Call me a freak
Call me fat and ugly and stupid
I'm a fucking storm. I have fire burning inside me and I'm ready to pop.
Sick of the hatred and bitchiness that so many people are obsessed with projecting on to those of us that just wanna get on with our lives and have a good fucking time and do something good with our lives. I love my friends, I love so many people that I meet and I get to have in my life. I want to continue to come across these folk. I don't want to read in closer magazine that cheryl cole has 'gained weight'
A... the woman is tiny
B... even if she wasn't, her life.
C... the person who put a photo from a silly angle of her chin and wrote an article on giving her shit for having put on weight, fuck you! fuck you for giving girls and boys everywhere a complex about the way they look. jesus, everyone's so obsessed with looks and perfection. don't you understand that by attacking you're destroying the nation's self esteem.

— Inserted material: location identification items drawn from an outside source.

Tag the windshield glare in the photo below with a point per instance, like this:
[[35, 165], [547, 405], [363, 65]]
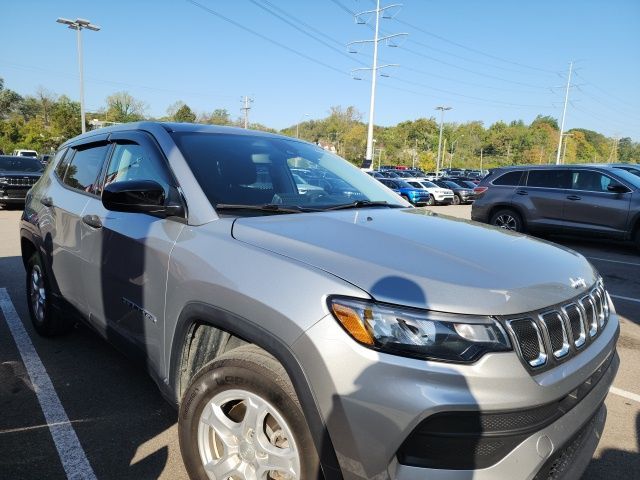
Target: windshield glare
[[255, 170], [20, 164]]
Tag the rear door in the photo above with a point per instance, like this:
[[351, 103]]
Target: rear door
[[542, 198], [127, 254], [591, 207]]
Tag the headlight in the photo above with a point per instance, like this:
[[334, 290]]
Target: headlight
[[419, 333]]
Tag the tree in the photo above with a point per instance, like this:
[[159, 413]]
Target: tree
[[220, 116], [122, 107], [184, 114]]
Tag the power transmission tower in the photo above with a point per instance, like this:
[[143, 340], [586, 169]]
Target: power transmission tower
[[363, 18], [564, 113], [246, 102]]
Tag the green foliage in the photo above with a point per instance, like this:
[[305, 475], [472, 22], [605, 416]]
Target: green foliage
[[122, 108], [43, 121], [184, 114]]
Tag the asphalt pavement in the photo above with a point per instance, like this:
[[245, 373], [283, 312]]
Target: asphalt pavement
[[126, 430]]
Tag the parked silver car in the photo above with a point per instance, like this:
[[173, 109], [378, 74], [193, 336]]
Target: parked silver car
[[308, 335], [597, 200]]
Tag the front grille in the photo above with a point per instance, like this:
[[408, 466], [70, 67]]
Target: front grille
[[562, 331], [20, 182], [529, 340]]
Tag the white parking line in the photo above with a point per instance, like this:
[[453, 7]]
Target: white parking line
[[623, 393], [74, 461], [628, 299], [633, 264]]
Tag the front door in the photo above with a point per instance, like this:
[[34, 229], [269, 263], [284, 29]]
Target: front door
[[128, 254], [592, 207]]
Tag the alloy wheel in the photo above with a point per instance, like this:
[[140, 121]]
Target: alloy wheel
[[506, 221], [242, 436]]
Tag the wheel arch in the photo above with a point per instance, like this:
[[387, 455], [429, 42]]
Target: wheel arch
[[197, 315]]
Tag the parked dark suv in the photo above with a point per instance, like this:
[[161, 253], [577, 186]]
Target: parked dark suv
[[17, 176], [599, 200]]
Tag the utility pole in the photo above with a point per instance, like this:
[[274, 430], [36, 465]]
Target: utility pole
[[442, 109], [360, 18], [78, 25], [415, 154], [564, 150], [564, 112], [246, 102]]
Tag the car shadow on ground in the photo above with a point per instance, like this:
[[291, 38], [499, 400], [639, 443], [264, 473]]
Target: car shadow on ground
[[615, 463]]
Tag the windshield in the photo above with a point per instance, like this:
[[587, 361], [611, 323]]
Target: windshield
[[20, 164], [256, 170], [629, 176]]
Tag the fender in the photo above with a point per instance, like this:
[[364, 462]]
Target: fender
[[256, 334]]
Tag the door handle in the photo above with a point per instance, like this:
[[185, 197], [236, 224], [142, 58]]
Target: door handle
[[93, 221]]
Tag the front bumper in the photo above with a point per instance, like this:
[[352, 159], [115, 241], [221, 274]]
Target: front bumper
[[372, 402]]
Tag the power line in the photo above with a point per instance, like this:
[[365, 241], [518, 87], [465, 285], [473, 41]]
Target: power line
[[264, 37], [305, 32], [246, 102], [474, 50]]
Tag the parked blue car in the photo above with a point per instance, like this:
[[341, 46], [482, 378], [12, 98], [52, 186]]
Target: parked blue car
[[416, 196]]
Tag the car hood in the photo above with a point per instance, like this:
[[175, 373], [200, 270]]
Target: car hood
[[417, 258]]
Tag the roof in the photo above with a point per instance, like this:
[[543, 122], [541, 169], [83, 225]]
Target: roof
[[178, 127], [565, 166]]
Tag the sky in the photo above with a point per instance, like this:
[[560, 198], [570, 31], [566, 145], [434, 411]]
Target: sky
[[489, 60]]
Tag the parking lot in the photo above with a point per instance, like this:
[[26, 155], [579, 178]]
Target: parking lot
[[126, 430]]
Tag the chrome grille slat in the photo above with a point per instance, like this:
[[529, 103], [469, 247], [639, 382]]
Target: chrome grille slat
[[576, 324], [547, 337]]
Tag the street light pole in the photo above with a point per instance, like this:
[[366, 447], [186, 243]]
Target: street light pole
[[78, 25], [298, 125], [564, 113], [442, 109]]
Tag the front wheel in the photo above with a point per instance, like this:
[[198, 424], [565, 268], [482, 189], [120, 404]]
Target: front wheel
[[46, 321], [507, 219], [240, 418]]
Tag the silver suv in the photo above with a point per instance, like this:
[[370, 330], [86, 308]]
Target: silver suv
[[598, 200], [319, 334]]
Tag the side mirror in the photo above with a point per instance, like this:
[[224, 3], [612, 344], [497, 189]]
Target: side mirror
[[138, 196], [617, 188]]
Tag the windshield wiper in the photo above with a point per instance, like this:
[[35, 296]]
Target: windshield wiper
[[268, 207], [363, 204]]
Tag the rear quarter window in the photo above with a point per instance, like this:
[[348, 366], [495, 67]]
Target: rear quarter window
[[509, 179]]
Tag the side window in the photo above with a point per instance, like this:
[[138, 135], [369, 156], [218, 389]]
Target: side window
[[82, 173], [61, 165], [549, 178], [509, 178], [591, 181], [131, 161]]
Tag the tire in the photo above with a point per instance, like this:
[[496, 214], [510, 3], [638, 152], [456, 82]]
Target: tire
[[46, 321], [244, 376], [508, 219]]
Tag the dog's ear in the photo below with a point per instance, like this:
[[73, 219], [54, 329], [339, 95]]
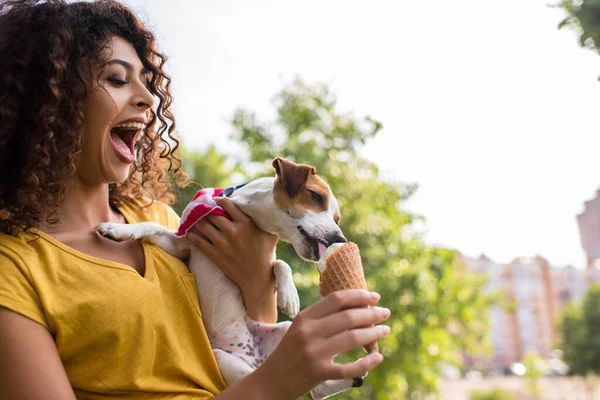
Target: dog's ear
[[293, 176]]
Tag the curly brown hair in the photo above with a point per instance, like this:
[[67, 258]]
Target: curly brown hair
[[47, 52]]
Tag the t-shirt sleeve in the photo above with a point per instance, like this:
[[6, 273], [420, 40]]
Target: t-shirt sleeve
[[167, 217], [17, 290]]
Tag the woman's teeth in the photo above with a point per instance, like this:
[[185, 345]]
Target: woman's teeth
[[134, 125]]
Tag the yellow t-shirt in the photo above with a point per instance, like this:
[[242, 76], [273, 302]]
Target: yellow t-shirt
[[119, 334]]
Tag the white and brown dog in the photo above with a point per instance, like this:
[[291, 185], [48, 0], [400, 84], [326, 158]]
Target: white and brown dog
[[297, 206]]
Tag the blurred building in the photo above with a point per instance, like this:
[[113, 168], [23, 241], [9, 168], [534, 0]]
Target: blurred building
[[589, 229], [533, 294]]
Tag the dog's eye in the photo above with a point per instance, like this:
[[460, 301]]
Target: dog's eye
[[317, 198]]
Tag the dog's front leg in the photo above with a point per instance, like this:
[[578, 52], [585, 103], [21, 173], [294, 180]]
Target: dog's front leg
[[149, 232], [287, 294]]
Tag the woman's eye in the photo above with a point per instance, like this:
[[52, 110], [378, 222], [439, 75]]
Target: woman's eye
[[117, 82]]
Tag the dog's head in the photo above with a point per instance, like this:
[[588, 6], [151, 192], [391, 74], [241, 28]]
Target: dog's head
[[310, 206]]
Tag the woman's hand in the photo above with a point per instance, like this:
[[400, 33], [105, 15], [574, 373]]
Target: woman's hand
[[339, 322], [244, 253]]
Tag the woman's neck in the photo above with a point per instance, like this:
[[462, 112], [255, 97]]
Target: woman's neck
[[82, 209]]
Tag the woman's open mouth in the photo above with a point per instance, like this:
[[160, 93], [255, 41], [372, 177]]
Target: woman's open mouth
[[123, 138]]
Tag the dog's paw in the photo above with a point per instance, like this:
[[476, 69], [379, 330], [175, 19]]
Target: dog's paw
[[116, 232], [288, 300]]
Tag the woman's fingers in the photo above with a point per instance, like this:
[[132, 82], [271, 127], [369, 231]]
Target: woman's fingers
[[341, 300], [209, 231], [350, 339], [352, 318], [358, 368]]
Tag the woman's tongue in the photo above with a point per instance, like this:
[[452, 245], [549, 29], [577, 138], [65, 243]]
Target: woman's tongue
[[121, 148]]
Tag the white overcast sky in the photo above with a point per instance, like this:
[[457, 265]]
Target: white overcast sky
[[485, 104]]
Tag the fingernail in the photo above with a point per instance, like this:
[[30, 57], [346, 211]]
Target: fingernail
[[384, 329]]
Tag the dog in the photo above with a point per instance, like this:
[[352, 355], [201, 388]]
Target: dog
[[297, 206]]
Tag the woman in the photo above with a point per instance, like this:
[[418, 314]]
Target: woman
[[86, 137]]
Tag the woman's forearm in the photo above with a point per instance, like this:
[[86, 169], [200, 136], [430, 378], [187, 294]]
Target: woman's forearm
[[258, 386]]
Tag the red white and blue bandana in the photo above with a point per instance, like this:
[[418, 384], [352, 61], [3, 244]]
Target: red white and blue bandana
[[202, 205]]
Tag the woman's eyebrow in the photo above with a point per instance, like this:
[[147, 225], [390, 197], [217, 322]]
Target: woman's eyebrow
[[127, 65]]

I have a double chin from the wrong angle, I have cellulite from any angle, I have curves and spots and imperfections all over my body. I don't love it but I ain't gonna fucking hate myself just because some shitty magazines will write shit about me for being human. I'm glad I'm the way I am, I'm normal, I'm a freak. I'm free.
Start a revolution of imperfections and freedom, because that is truly the most beautiful.